L’eziopatogenesi della gastrite – acuta o cronica che sia – dipende da:

 

– Ridotta sintesi di muco

– Alterazione del flusso ematico sottomucoso

– Alterazione della permeabilità cellulare

Blocco della sintesi di Adenosina Monofosfato ciclico (AMPciclico – messaggero coinvolto nella trasduzione del segnale)

Alterazione del potenziale di membrana cellulare

 

Le complicanze più frequenti della gastrite da abuso etilico sono acute e croniche; tra quelle acute è possibile riscontrare emorragie gastriche identificabili con l’insorgenza di vomito ematico, mentre nel lungo termine, la presenza di patologie della mucosa può cronicizzare facilitando l’insorgenza di carcinoma gastrico.

 

Gastrite acuta emorragica

Questo genere di manifestazione patologica è imputabile fondamentalmente (20-40% dei casi) a due cause eziologiche: l’abuso di alcol e l’utilizzo di farmaci gastrolesivi (antinfiammatori FANS); mentre è più raro che sia causata dall’ingestione di agenti corrosivi. I meccanismi patogenetici legati all’insorgenza di gastrite acuta emorragica sono legati all’azione epitelio lesiva diretta dell’alcol sulla mucosa, all’iper-secrezione gastrica riflessa ed alla congestione vasale sottomucosa.
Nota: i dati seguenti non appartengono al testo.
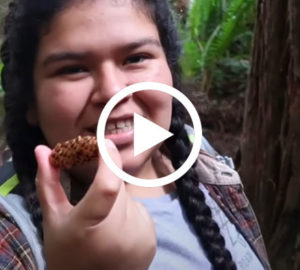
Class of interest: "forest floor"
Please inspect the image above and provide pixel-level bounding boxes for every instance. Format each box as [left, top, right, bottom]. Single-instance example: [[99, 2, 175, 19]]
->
[[186, 86, 245, 168]]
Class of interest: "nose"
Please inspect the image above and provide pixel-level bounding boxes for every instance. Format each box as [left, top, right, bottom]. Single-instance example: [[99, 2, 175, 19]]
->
[[91, 63, 129, 104]]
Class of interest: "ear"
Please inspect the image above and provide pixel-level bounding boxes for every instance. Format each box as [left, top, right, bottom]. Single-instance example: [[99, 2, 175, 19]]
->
[[26, 106, 39, 126]]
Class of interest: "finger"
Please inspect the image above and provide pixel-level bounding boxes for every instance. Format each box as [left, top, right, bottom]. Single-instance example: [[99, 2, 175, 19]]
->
[[74, 140, 123, 226], [34, 145, 71, 217]]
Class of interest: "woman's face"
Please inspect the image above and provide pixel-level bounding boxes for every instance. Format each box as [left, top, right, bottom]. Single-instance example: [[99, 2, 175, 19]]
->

La gastrite acuta emorragica si manifesta con lesioni della mucosa gastrica (che talvolta raggiungono la perforazione del tubo digerente) associate ad erosioni, ulcere e stravasi emorragici, quindi a sanguinamento sia occulto che abbondante; tali alterazioni organiche sono legate a sintomi come dolori epigastrici, bruciori postprandiali, nausea e vomito ematico. Talvolta si possono evidenziare manifestazioni sistemiche quali febbre, tachicardia, pallore e sudorazione. Le forme più gravi di gastrite acuta ulcerosa evolvono in alterazioni elettrolitiche (indotte dal vomito) e in shock e/o collasso cardio-circolatorio; in genere la prognosi è benigna e di breve durata (circa 2-7 giorni), ma nelle forme più gravi non si escludono complicazioni di gravissima entità.